# Happy Birthday Hoss



## Von blewitt (Dec 22, 2014)

Happy Birthday Devin
Have a great day


----------



## gic (Dec 22, 2014)

Indeed may the next year bring you much joy and happiness!


----------



## marc4pt0 (Dec 22, 2014)

Happy birthday Mr T! Let this day be an opening to a year of renaissance!


----------



## rami_m (Dec 22, 2014)

Happy birthday.


----------



## Chuckles (Dec 22, 2014)

Happy Birthday Hoss!


----------



## Pensacola Tiger (Dec 22, 2014)

Happy Birthday!


----------



## Dave Martell (Dec 22, 2014)

Happy Birthday Devin!


----------



## knyfeknerd (Dec 22, 2014)

Happy Birthday to ya Hoss!!!


----------



## DevinT (Dec 22, 2014)

Thanks everyone, we're off to Vegas for a surprise birthday party. They had to tell me so I'd show up.

I'm 50 today. Dang old.

Hoss


----------



## WildBoar (Dec 22, 2014)

Happy birthday, Devin! And remember, what happens in Vegas...

Also, thanks for reaching 50 before me. Maybe you can let me know what to expect in a year or so?


----------



## apicius9 (Dec 22, 2014)

Happy Birthday!

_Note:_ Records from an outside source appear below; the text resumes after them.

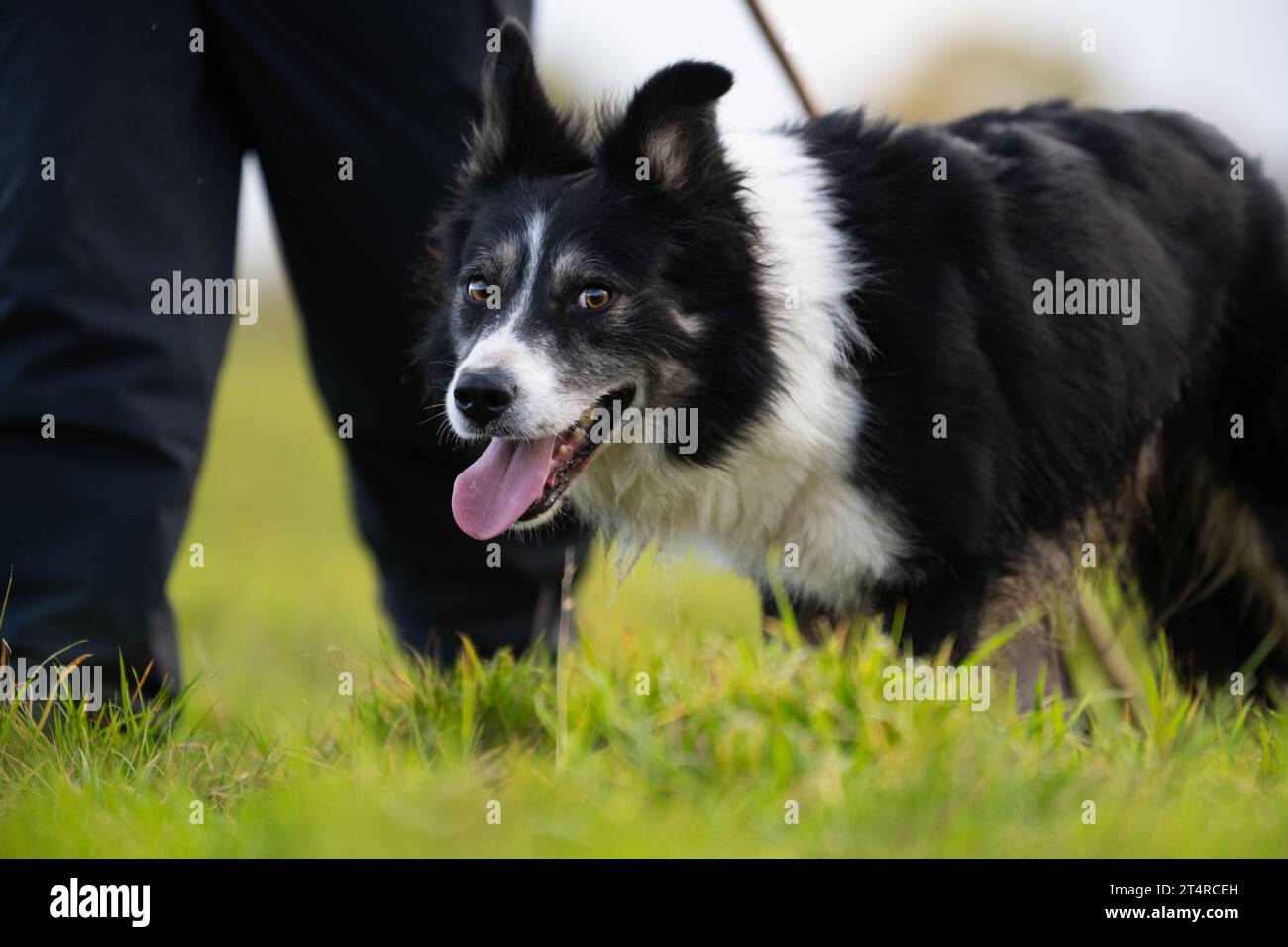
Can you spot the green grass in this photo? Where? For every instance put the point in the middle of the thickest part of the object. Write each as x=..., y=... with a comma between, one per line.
x=735, y=724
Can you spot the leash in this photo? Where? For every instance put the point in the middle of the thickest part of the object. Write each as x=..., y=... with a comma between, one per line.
x=785, y=62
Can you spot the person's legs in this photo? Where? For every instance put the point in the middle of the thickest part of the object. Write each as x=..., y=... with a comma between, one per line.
x=326, y=88
x=117, y=166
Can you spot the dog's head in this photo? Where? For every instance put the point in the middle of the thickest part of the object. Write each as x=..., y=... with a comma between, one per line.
x=580, y=273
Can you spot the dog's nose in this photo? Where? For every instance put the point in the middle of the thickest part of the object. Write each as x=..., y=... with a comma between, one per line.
x=483, y=397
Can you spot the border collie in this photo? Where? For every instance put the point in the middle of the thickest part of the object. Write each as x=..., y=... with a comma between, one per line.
x=936, y=363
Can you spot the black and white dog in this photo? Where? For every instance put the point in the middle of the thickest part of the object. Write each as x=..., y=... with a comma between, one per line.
x=923, y=356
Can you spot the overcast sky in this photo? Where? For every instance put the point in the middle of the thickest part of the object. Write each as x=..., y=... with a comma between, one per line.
x=1223, y=59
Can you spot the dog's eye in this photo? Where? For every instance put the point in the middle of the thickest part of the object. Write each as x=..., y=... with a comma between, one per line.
x=593, y=298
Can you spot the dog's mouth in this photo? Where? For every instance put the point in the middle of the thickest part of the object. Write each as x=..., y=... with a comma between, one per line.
x=519, y=480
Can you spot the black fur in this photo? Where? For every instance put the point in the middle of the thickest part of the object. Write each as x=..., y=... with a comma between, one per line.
x=1048, y=415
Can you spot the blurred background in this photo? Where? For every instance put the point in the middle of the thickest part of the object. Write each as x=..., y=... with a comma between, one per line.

Vegas seems to be the place to celebrate that, have fun!

Stefan


----------



## Keith Sinclair (Dec 22, 2014)

Still a Spring Chicken Devin:hula:


----------



## Bill13 (Dec 22, 2014)

Devin,

Have a great B-Day, and have fun in Vegas!! I can't even remember what I got for my 50th and it was only last year, Vegas sounds like a really nice gift.


----------



## cclin (Dec 22, 2014)

Happy Birthday!


----------



## Dardeau (Dec 22, 2014)

Happy birthday!


----------



## HHH Knives (Dec 22, 2014)

Happy B Day Big Guy! 

And a Merry Christmas as well to you and Yours!! 

Blessings
Randy


----------



## WildBoar (Dec 22, 2014)

okay guys, time to start a GoFundMe to raise the bail money we'll probably be needing tomorrow...


----------



## pleue (Dec 22, 2014)

Happy birthday!


----------



## Mute-on (Dec 22, 2014)

Happy Birthday DT :hbday:


----------



## Mrmnms (Dec 22, 2014)

Get lucky, happy birthday


----------



## Lucretia (Dec 22, 2014)

Happy Birthday! You're still a sweet young thing!


----------



## BJE1 (Dec 22, 2014)

Happy Birthday


----------



## theo59 (Dec 23, 2014)

happy birthday devin


----------



## daddy yo yo (Dec 23, 2014)

DevinT said:


> Thanks everyone, we're off to Vegas for a surprise birthday party. They had to tell me so I'd show up.
> 
> I'm 50 today. Dang old.


not old, EXPERIENCED!!! 

Have a good one!


----------



## daveb (Dec 23, 2014)

Forty is the old age of youth; fifty the youth of old age. Victor Hugo

HBD!


----------



## mr drinky (Dec 24, 2014)

Happy birthday. With what did you cut the cake? Damascus, mystery steel, a butter knife?

k.


----------